# Cherry Bomb



## Cajjunwolfman (Nov 15, 2004)

Modelers:

Thinking about getting this kit. How is the quality and the parts fit.


----------



## Rondo (Jul 23, 2010)

One of my favorite old kits and one of the very first that I hiked to the store and bought for myself. I was about 8 and a pocketful of pennies was probably involved. I still occasionally spend a while running my eyes over the curves of the original TD art. The proportions of the kit seem a bit off though. I think wider rear tires help get the feel but you could make a career out of finessing the body shape.

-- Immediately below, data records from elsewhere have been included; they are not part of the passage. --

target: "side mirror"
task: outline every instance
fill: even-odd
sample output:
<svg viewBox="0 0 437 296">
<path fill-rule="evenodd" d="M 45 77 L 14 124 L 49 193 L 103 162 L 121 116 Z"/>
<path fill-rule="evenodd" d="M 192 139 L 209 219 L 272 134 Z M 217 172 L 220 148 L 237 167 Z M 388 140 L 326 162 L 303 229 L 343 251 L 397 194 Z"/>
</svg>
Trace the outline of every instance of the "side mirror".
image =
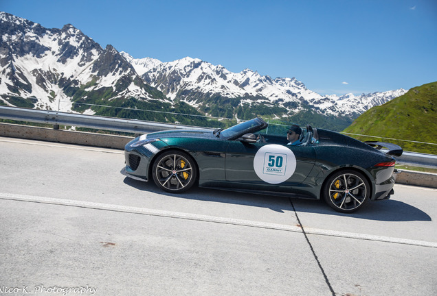
<svg viewBox="0 0 437 296">
<path fill-rule="evenodd" d="M 245 134 L 240 138 L 241 142 L 245 143 L 256 143 L 256 136 L 254 134 Z"/>
</svg>

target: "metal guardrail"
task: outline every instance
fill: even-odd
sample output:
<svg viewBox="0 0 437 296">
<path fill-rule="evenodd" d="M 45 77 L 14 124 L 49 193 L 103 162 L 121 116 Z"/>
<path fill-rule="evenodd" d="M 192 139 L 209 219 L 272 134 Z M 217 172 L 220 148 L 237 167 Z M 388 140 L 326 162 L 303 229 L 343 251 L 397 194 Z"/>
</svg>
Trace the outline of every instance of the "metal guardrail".
<svg viewBox="0 0 437 296">
<path fill-rule="evenodd" d="M 57 125 L 63 125 L 134 134 L 145 134 L 177 129 L 205 129 L 189 125 L 159 123 L 136 119 L 122 119 L 58 111 L 23 109 L 9 106 L 0 106 L 0 118 L 51 124 L 55 128 Z"/>
<path fill-rule="evenodd" d="M 210 129 L 189 125 L 159 123 L 136 119 L 122 119 L 94 115 L 67 113 L 56 111 L 23 109 L 16 107 L 0 106 L 0 118 L 10 120 L 78 126 L 115 132 L 146 134 L 168 130 Z M 400 164 L 437 169 L 437 156 L 404 151 L 402 156 L 395 158 Z"/>
</svg>

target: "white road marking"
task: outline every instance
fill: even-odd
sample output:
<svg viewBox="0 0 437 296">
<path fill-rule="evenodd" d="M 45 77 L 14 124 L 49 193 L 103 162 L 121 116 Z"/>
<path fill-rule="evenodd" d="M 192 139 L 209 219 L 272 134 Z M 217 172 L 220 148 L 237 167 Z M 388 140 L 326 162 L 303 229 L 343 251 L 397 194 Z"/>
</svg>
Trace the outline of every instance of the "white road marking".
<svg viewBox="0 0 437 296">
<path fill-rule="evenodd" d="M 236 219 L 220 217 L 203 215 L 199 214 L 183 213 L 180 212 L 172 212 L 162 210 L 148 209 L 145 208 L 131 207 L 115 204 L 95 203 L 91 201 L 77 201 L 73 199 L 63 199 L 51 197 L 37 197 L 33 195 L 23 195 L 13 193 L 0 193 L 0 199 L 17 200 L 22 201 L 31 201 L 42 204 L 49 204 L 60 206 L 77 206 L 96 210 L 106 210 L 128 213 L 147 214 L 150 216 L 166 217 L 171 218 L 196 220 L 206 222 L 214 222 L 223 224 L 232 224 L 242 226 L 250 226 L 259 228 L 267 228 L 277 230 L 284 230 L 293 232 L 302 233 L 302 229 L 298 225 L 285 224 L 276 224 L 266 222 L 259 222 L 250 220 Z M 406 238 L 393 238 L 389 236 L 375 236 L 372 234 L 357 234 L 352 232 L 339 232 L 335 230 L 326 230 L 317 228 L 304 227 L 307 234 L 324 235 L 328 236 L 337 236 L 348 238 L 355 238 L 366 241 L 380 241 L 384 243 L 394 243 L 403 245 L 412 245 L 414 246 L 428 247 L 437 248 L 437 243 L 423 241 L 415 241 Z"/>
</svg>

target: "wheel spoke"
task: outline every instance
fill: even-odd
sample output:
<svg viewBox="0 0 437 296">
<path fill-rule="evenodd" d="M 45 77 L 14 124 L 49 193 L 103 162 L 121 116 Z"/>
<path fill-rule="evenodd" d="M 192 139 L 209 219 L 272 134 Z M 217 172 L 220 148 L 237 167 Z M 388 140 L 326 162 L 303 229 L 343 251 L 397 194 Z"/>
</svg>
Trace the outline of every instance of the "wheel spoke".
<svg viewBox="0 0 437 296">
<path fill-rule="evenodd" d="M 355 200 L 356 200 L 358 204 L 362 204 L 361 201 L 358 200 L 358 199 L 357 197 L 355 197 L 355 196 L 353 196 L 352 194 L 349 193 L 349 195 L 350 195 L 352 197 L 352 198 L 353 198 Z"/>
<path fill-rule="evenodd" d="M 362 182 L 361 184 L 360 184 L 359 185 L 356 186 L 355 187 L 349 189 L 350 191 L 354 190 L 355 189 L 357 189 L 358 187 L 360 187 L 361 186 L 364 185 L 364 182 Z"/>
<path fill-rule="evenodd" d="M 163 169 L 164 171 L 170 171 L 170 172 L 172 171 L 172 170 L 170 169 L 167 169 L 167 168 L 165 168 L 164 166 L 161 166 L 159 164 L 158 164 L 157 167 L 159 168 L 159 169 Z"/>
<path fill-rule="evenodd" d="M 177 192 L 190 186 L 195 177 L 195 168 L 184 156 L 172 153 L 157 160 L 154 177 L 157 184 L 168 190 Z"/>
</svg>

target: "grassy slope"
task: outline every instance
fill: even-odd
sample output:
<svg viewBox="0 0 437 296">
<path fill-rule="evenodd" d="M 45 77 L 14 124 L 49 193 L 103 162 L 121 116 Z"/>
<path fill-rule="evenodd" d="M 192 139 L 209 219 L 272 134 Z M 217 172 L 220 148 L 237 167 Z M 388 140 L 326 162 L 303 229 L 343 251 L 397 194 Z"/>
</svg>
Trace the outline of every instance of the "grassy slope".
<svg viewBox="0 0 437 296">
<path fill-rule="evenodd" d="M 344 132 L 437 143 L 437 82 L 408 92 L 361 114 Z M 405 151 L 437 154 L 437 145 L 358 137 L 397 144 Z"/>
</svg>

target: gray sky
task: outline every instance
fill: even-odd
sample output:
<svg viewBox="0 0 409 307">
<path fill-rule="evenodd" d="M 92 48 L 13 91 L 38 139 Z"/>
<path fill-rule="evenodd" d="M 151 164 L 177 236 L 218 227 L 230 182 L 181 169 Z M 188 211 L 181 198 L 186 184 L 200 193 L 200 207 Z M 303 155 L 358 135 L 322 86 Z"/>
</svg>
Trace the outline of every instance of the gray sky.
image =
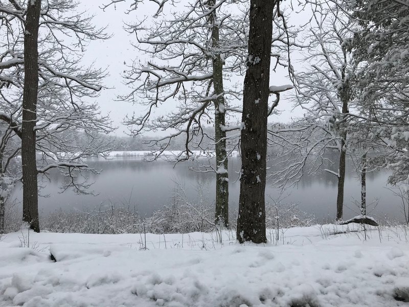
<svg viewBox="0 0 409 307">
<path fill-rule="evenodd" d="M 118 127 L 116 134 L 123 135 L 124 131 L 127 131 L 127 128 L 122 124 L 122 122 L 126 115 L 132 115 L 134 112 L 138 114 L 145 109 L 144 106 L 138 105 L 138 104 L 132 105 L 127 102 L 116 101 L 118 95 L 126 94 L 130 91 L 130 88 L 123 84 L 122 73 L 127 68 L 124 62 L 130 63 L 135 58 L 143 60 L 145 58 L 144 55 L 131 45 L 135 40 L 134 34 L 129 34 L 123 28 L 124 22 L 134 21 L 137 15 L 134 11 L 129 14 L 125 13 L 124 11 L 127 8 L 126 4 L 119 4 L 116 10 L 112 7 L 103 11 L 96 4 L 96 2 L 99 2 L 89 0 L 80 1 L 78 11 L 83 11 L 85 14 L 88 15 L 95 15 L 94 24 L 98 27 L 107 27 L 107 32 L 112 35 L 111 38 L 106 40 L 91 42 L 86 49 L 82 60 L 84 65 L 94 62 L 97 67 L 106 69 L 109 73 L 109 75 L 104 81 L 105 87 L 102 91 L 100 97 L 97 98 L 97 102 L 101 107 L 101 112 L 104 114 L 109 113 L 114 124 Z M 101 2 L 104 3 L 107 1 Z M 144 15 L 147 14 L 148 12 L 139 10 L 138 18 L 141 19 Z M 286 75 L 286 71 L 284 69 L 279 70 L 277 73 L 272 74 L 270 77 L 271 85 L 290 83 Z M 242 78 L 244 79 L 244 76 Z M 274 98 L 272 97 L 271 99 Z M 166 114 L 171 108 L 171 104 L 163 105 L 160 113 Z M 277 108 L 283 112 L 279 116 L 271 116 L 269 118 L 269 121 L 287 122 L 292 117 L 300 116 L 302 114 L 299 108 L 292 109 L 292 103 L 286 100 L 285 94 L 282 95 Z"/>
</svg>

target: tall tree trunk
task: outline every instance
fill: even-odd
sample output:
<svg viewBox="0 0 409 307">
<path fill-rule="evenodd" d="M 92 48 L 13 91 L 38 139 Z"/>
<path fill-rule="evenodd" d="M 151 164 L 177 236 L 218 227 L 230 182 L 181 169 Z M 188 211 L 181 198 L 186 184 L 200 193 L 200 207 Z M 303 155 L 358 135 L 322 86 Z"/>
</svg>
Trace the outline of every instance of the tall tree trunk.
<svg viewBox="0 0 409 307">
<path fill-rule="evenodd" d="M 276 1 L 251 0 L 247 71 L 242 117 L 241 178 L 237 239 L 266 243 L 267 115 L 269 96 L 273 7 Z"/>
<path fill-rule="evenodd" d="M 339 155 L 339 175 L 338 177 L 338 193 L 336 196 L 336 220 L 342 220 L 344 208 L 344 185 L 345 183 L 345 160 L 347 151 L 345 148 L 345 140 L 343 136 L 341 140 L 341 152 Z"/>
<path fill-rule="evenodd" d="M 22 219 L 39 232 L 37 164 L 35 156 L 37 99 L 38 91 L 38 28 L 41 0 L 27 2 L 24 32 L 24 90 L 21 125 Z"/>
<path fill-rule="evenodd" d="M 367 215 L 367 154 L 362 156 L 361 171 L 361 215 Z"/>
<path fill-rule="evenodd" d="M 214 0 L 210 1 L 214 6 Z M 214 101 L 215 136 L 216 147 L 216 208 L 215 222 L 229 226 L 229 172 L 226 150 L 225 110 L 223 85 L 223 61 L 218 49 L 219 49 L 219 28 L 216 18 L 216 10 L 211 15 L 213 24 L 212 43 L 214 52 L 213 61 L 213 87 L 217 98 Z"/>
<path fill-rule="evenodd" d="M 344 69 L 345 70 L 345 68 Z M 343 80 L 345 79 L 345 72 L 343 70 L 342 72 Z M 348 81 L 346 81 L 344 86 L 339 92 L 339 96 L 342 101 L 342 122 L 340 124 L 341 133 L 341 148 L 339 151 L 339 168 L 338 178 L 338 194 L 336 196 L 336 220 L 341 221 L 343 217 L 343 210 L 344 209 L 344 186 L 345 183 L 345 164 L 347 157 L 347 123 L 345 115 L 349 113 L 348 109 L 348 103 L 350 98 L 350 87 Z"/>
<path fill-rule="evenodd" d="M 4 233 L 5 209 L 4 198 L 0 196 L 0 233 Z"/>
</svg>

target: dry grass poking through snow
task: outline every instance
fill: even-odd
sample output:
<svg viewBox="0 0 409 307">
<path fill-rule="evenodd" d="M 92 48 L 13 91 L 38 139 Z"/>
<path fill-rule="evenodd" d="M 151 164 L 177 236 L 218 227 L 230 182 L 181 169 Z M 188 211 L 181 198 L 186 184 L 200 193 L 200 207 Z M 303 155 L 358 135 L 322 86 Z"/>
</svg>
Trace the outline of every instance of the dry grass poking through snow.
<svg viewBox="0 0 409 307">
<path fill-rule="evenodd" d="M 229 231 L 222 243 L 200 232 L 148 233 L 146 242 L 31 233 L 34 249 L 11 233 L 0 242 L 0 306 L 406 305 L 407 229 L 373 228 L 367 240 L 359 229 L 290 228 L 265 246 L 238 245 Z"/>
</svg>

I've built a few and don't recall any fit issues. Like most showrods of the line, it is fairly simple unless you want to make it complicated.


----------



## Richard Baker (Aug 8, 2006)

I built mine many years ago when it first came out in 1970. I was about 12 at the time and real picky about building yet but I do remember having fun with it. The only kit issue I can recall is that the hinged canopy did not fit down and line up well with the body opening on mine- not terrible though


----------



## Cajjunwolfman (Nov 15, 2004)

Thanks guys. I don't expect the kit to be perfect due to the vintage of the kit. I'm looking for simple and a decent fit, sounds like this fits the bill.


----------



## djnick66 (May 2, 2008)

Monogram stuff was always relatively simple and simplistic compared to Revell's cars. The Cherry Bomb is not bad. Nowadays some of the molding is a bit rough/rougher, but the kit is not hard to build. The main difference is the reissues come in a lower quality translucent red plastic versus a nice, opaque, burgundy on the original.


----------